More Zits language

Today’s Zits has Sara continuing to enchant Jeremy with her language:

Three things: Eggs Benedick (with /kt/ > /k/ — syllable-final “t/d-deletion”, very common in casual speech), holiday sauce (an eggcorn for hollandaise sauce), and ezackly (a repeat from the previous installment of the strip). Holiday sauce is the prize.

Holiday sauce isn’t in the ecdb, but it’s been discussed on the Eggccorn Forum, notably in August 2008, starting with a posting from lolphysics:

I found an eggcorn at brunch yesterday! My boyfriend asked me if I liked the holiday sauce on my poached eggs. I asked him to repeat himself so I could be sure of what I’d heard. Once I told him the actual name of the sauce, he said that he’d always wondered what holiday the sauce was originally from.
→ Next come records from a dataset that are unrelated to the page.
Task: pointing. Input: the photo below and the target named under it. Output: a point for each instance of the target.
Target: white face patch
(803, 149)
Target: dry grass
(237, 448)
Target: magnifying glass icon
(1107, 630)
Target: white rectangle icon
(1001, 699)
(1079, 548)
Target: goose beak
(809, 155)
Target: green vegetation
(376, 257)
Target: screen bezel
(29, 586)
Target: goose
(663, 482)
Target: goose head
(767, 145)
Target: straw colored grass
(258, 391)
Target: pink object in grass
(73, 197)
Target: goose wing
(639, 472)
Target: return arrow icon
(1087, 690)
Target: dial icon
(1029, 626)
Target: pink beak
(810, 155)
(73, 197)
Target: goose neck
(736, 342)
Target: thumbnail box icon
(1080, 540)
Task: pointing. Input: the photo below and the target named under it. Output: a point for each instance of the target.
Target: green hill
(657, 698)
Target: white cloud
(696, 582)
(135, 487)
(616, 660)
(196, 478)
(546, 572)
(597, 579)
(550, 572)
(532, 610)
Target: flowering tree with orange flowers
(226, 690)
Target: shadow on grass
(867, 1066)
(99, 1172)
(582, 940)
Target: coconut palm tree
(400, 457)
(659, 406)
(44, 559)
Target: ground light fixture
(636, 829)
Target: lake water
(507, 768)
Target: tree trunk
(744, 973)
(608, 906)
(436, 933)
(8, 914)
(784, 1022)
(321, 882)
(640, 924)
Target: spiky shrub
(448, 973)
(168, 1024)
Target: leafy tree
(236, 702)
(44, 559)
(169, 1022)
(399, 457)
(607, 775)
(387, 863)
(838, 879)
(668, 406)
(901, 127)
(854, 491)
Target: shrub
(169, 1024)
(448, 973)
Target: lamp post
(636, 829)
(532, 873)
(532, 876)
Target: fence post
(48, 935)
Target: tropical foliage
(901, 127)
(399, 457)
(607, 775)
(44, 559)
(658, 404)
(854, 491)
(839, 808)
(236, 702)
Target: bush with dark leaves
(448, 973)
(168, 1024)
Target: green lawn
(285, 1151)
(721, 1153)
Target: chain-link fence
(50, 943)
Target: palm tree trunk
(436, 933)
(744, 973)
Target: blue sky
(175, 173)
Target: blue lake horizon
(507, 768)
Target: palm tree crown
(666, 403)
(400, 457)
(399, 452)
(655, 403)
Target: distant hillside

It makes sense. We have Easter Ham. There are Christmas Cookies. Why not an all-purpose Holiday Sauce?

… Since it’s a pain to prepare, it makes sense that it’s use would be limited to special occasions.

Nice rationalization for the reinterpretation.

Poster Peter Forster added holidays sauce, with two cites (the links are no longer functional):

I grew up thinking hollandaise sauce was actually called “holidays sauce” because we only ever had it on holidays. 🙂 (Manolo for the Big Girl site)

It makes a great Holidays Sauce for Eggs Benedict also! As you can see even when backpacking, I will be eating well! (Discuss Cooking site)

And kem noted that there are some hits for Holland day sauce as well. Here’s an example:

Q: What is holland day sauce?

A: A rich creamy sauce made of butter, egg yolks, and lemon juice or vinegar is holland day sauce. (link)

Some of these uses seem to involve unreflecting reinterpretations, but there are some from people who know hollandaise sauce but use holiday(s) sauce for a mock hollandaise. On “Eggs Benedict with Holiday Sauce” (the sauce uses cream cheese and milk in place of butter):

Eggs Benedict holds the place in my family as being the favorite part of Easter. Yes, really…even though one key member of the family won’t even try it. My father also was reluctant to try it back when newlywed with a strange southern wife in the kitchen. He tried it and liked it, thereby leaving us where we are today: the big deal meal in our house on Christmas and Easter is Eggs Benedict.

Disclosure: the sauce in no way resembles “normal” hollandaise sauce. My mother calls it a “mock” hollandaise when describing to friends, but I always thought she said holiday sauce when she would instruct me to get things out of the fridge for her or to stir it. Eggs Benedict = Holiday breakfast, so holiday sauce must go on it. (link)

And on “Holidays Sauce.. Our Miraculous Journey Into Low-Fat Delicacies”:

Next recipe: Mock Hollandaise, which a clever lady named, ‘Holidays Sauce’. Again, intriguing. This recipe was for a lower fat version of the original that promised to be flavorful, but less likely to kill you on the spot, AND it only required One Burner.

At first I was a little unsure of the merits of using sour cream instead of the traditional melted butter, I mean, how much lower fat could it be? Quite a bit, actually. Don’t get me wrong, this still probably isn’t going to be something we eat every day, but you really do save yourself by using sour cream. (link)

7 Responses to “More Zits language”

  1. Bob Richmond Says:

    beitzot b’ruchot – that’s eggs benedict without the ham….

    • arnold zwicky Says:

      Then there’s the excellent salmon benedict.

      • Bob Richmond Says:

        Arnold, I’m glad to know that. I don’t think Jeremy’s mother is well delineated graphically – she and Sara look a lot alike.

        My three favorite comic strips – Zits, Sally Forth, and Baldo – are all drawn by pairs of men. The guys that draw Sally Forth – which crackles with heterosexuality – I’d guess are straight. I’d guess the same about Cantú and Castellanos.

  2. Robert Says:

    “Eggs Benedick (with /kt/ > /k/ — syllable-final “t/d-deletion”, very common in casual speech)”

    Possibly (although dubiously in Sara’s case) influenced by a passing acquaintance with _Much Ado About Nothing_.

  3. arnold zwicky Says:

    Now on the ecdb, here and here.

  4. Bob Richmond Says:

    Zits is my favorite current comic strip, those two guys can DRAW!

    His dictis – do you think Jeremy is gay? Is Pierce his real love? Is Sara a foil?

    I’d point out that the men in the strip are carefully delineated, while the women all look like they were cast in the same mold.

    • arnold zwicky Says:

      I’ve been assuming that the male teenagers get more attention than the female ones just because the cartoonists are male. The cartoonists are also parents, so both of Jeremy’s parents are well delineated.